PDF Connector
Search and extract data from PDF documents
Actions
Extract All Text
Extracts all the text from the specified PDF document and returns it as an array of texts.
| Input | Comments | Default |
|---|---|---|
| PDF data | This must refer to a buffer containing the raw bytes of a PDF. |
Extract Page
Returns the specified page in the given PDF document as a new separate PDF document.
| Input | Comments | Default |
|---|---|---|
| PDF data | This must refer to a buffer containing the raw bytes of a PDF. | |
| Page Number | This specifies a page in a PDF document by number. |
Extract Page Text
Locates and extracts pages text from the specified PDF document that matches the specified page range.
| Input | Comments | Default |
|---|---|---|
| PDF data | This must refer to a buffer containing the raw bytes of a PDF. | |
| Page Start | This specifies the starting page to extract from the PDF document. | |
| Page End | This specifies the ending page to extract from the PDF document. If not defined, will only extract the page on the pageStart input. |
Extract Text by Pattern
Extracts text from the specified PDF document that matches the search text.
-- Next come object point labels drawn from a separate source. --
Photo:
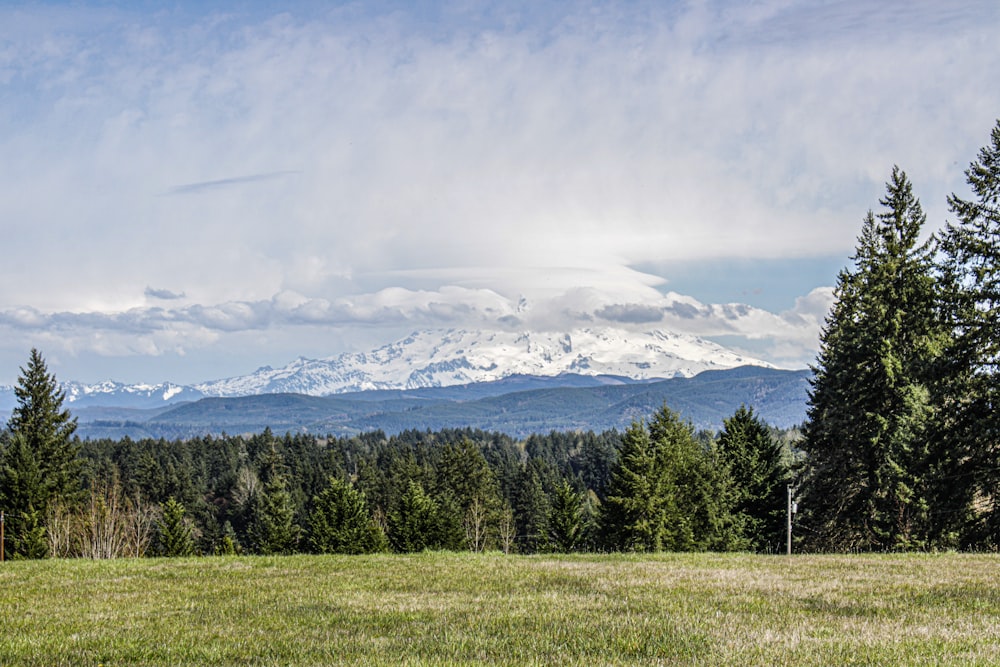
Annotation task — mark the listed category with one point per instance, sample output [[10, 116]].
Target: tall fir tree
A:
[[567, 521], [340, 523], [174, 537], [40, 463], [865, 482], [666, 492], [272, 528], [759, 475], [414, 524], [968, 495]]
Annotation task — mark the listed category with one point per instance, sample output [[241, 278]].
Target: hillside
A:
[[516, 406]]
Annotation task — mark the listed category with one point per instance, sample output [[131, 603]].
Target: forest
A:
[[899, 451]]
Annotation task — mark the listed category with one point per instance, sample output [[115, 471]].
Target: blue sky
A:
[[193, 190]]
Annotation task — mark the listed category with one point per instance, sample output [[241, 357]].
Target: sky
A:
[[191, 190]]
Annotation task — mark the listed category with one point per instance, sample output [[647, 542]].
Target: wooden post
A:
[[789, 519]]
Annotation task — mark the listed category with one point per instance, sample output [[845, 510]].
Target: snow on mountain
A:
[[433, 358], [128, 395]]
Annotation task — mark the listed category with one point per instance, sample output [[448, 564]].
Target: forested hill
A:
[[517, 408]]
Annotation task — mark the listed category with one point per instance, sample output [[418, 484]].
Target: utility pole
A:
[[793, 507]]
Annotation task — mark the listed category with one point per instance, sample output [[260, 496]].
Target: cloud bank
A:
[[324, 176]]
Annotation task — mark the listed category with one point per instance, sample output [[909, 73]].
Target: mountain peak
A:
[[435, 358]]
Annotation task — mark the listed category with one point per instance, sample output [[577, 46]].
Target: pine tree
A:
[[413, 526], [865, 485], [968, 497], [40, 464], [759, 476], [531, 511], [340, 522], [272, 528], [174, 536], [567, 526], [666, 492]]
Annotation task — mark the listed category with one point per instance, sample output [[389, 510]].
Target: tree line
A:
[[900, 448], [417, 490]]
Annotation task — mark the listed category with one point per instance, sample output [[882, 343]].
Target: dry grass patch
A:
[[491, 609]]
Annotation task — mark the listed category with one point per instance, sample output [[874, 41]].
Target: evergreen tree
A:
[[968, 495], [340, 522], [666, 491], [567, 525], [634, 514], [174, 536], [531, 512], [413, 526], [870, 403], [272, 528], [759, 477], [40, 464]]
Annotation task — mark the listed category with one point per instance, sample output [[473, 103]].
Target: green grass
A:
[[437, 609]]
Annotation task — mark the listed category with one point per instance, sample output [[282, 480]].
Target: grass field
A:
[[441, 609]]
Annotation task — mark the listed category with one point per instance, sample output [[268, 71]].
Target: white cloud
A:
[[372, 169]]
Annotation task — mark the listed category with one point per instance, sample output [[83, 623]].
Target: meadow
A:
[[462, 608]]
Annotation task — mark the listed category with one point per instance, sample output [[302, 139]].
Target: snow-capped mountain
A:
[[434, 359], [128, 395], [439, 359]]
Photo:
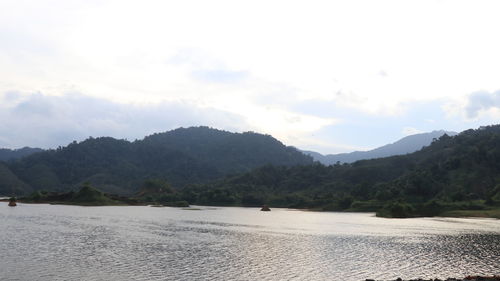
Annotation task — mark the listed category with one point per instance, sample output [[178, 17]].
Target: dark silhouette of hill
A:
[[405, 145], [457, 171], [12, 154], [180, 157]]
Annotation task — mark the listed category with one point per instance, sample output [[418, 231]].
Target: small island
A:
[[154, 193]]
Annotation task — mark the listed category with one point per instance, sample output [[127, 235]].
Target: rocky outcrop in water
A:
[[12, 202], [265, 208]]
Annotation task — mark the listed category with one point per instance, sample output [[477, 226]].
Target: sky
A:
[[329, 76]]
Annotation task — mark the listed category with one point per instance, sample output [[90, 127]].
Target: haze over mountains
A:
[[180, 157], [185, 156], [462, 168], [11, 154], [405, 145]]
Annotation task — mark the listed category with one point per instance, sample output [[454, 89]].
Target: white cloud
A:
[[256, 59]]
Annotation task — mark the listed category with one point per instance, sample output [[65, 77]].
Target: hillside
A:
[[182, 156], [451, 170], [403, 146], [12, 154]]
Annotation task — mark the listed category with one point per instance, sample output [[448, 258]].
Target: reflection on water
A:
[[43, 242]]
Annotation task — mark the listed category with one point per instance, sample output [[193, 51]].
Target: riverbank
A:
[[468, 278]]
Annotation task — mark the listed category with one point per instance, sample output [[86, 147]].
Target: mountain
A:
[[405, 145], [179, 157], [451, 171], [11, 154]]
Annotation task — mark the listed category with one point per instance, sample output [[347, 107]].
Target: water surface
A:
[[55, 242]]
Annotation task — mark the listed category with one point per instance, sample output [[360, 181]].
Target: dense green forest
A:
[[460, 172], [211, 167], [10, 154], [182, 156]]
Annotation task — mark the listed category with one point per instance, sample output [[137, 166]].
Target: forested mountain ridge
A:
[[181, 156], [403, 146], [461, 168], [11, 154]]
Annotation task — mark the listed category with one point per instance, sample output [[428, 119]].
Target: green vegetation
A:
[[457, 175], [453, 173], [182, 156], [153, 192], [86, 196]]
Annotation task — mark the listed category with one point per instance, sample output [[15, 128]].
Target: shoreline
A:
[[465, 214], [468, 278]]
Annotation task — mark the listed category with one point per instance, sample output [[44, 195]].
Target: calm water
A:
[[44, 242]]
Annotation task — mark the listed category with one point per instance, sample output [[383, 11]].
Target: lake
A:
[[56, 242]]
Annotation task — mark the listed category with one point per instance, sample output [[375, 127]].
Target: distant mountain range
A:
[[181, 157], [459, 172], [405, 145], [12, 154]]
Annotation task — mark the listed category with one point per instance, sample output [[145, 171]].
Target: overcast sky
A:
[[330, 76]]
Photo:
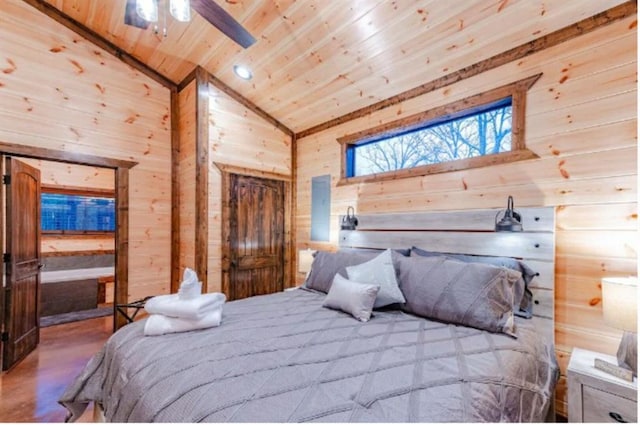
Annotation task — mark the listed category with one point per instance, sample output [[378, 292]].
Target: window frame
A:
[[517, 91], [74, 191]]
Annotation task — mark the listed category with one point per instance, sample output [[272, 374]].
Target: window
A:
[[74, 213], [481, 130]]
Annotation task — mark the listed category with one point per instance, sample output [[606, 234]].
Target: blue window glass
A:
[[77, 213], [481, 131]]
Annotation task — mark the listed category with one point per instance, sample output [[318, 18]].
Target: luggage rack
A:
[[137, 305]]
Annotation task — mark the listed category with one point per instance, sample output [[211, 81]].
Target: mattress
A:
[[284, 358]]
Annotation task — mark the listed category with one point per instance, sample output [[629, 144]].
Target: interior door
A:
[[256, 236], [21, 330]]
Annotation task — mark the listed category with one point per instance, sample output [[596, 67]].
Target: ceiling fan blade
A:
[[132, 18], [219, 18]]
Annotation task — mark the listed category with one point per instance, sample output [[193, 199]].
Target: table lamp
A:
[[620, 310], [305, 259]]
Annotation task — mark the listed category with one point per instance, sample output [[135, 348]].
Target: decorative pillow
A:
[[354, 298], [327, 264], [379, 271], [470, 294], [524, 297]]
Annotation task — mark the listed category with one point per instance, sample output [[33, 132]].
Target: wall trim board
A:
[[77, 253], [567, 33], [233, 169], [99, 41], [175, 191], [122, 209], [62, 156], [75, 190], [201, 256]]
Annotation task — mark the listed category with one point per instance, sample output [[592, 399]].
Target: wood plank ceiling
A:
[[316, 60]]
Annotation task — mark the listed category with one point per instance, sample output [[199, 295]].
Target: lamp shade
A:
[[305, 259], [620, 302]]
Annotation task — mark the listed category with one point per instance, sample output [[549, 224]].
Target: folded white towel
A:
[[158, 324], [192, 309], [190, 286]]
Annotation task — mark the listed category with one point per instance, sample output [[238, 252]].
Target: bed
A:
[[285, 358]]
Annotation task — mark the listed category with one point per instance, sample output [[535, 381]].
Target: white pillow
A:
[[351, 297], [379, 271]]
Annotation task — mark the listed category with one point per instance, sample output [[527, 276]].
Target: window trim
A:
[[78, 191], [519, 152]]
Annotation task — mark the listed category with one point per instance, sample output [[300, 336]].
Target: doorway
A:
[[256, 236], [121, 172], [77, 239]]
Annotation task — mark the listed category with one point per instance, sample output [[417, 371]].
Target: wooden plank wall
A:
[[187, 176], [240, 138], [581, 120], [61, 92], [78, 177]]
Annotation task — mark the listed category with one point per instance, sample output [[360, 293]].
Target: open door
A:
[[21, 321]]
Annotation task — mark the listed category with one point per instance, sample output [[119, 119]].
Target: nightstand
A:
[[596, 396]]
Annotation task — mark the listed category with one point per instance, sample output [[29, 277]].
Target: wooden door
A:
[[21, 331], [256, 236]]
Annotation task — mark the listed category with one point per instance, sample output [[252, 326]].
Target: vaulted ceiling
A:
[[315, 60]]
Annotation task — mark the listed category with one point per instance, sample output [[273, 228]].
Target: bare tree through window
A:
[[483, 133]]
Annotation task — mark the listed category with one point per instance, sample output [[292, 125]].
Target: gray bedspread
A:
[[284, 358]]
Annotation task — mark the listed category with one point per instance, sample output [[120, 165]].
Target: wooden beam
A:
[[294, 215], [99, 41], [248, 104], [190, 77], [175, 191], [64, 156], [614, 14], [201, 256], [121, 286]]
| Input | Comments | Default |
|---|---|---|
| PDF data | This must refer to a buffer containing the raw bytes of a PDF. | |
| Search Pattern | This is the text to search for in the PDF document. | |
| Characters After | This specifies the number of characters to extract from the PDF document after the search pattern found. If not specified, the entire page is returned. | |
| Case Sensitive | This specifies whether searching should be case-sensitive. You can choose true or false. | false |
Find Pattern
Searches the PDF document and returns a list of page numbers containing text that satisfies the search criteria.
| Input | Comments | Default |
|---|---|---|
| PDF data | This must refer to a buffer containing the raw bytes of a PDF. | |
| Search Pattern | This is the pattern to search for in the PDF document. | |
| Case Sensitive | This specifies whether searching should be case-sensitive. You can choose true or false. | false |
| Use Regex | This specifies whether the search pattern is a regular expression. | false |
| Contains? | This specifies whether to return page numbers that either contain or don't contain the search pattern. Options are true or false | true |
Page Numbers
Returns a sequence of page numbers for the specified PDF document, from 1 to the last page number.
| Input | Comments | Default |
|---|---|---|
| PDF data | This must refer to a buffer containing the raw bytes of a PDF. |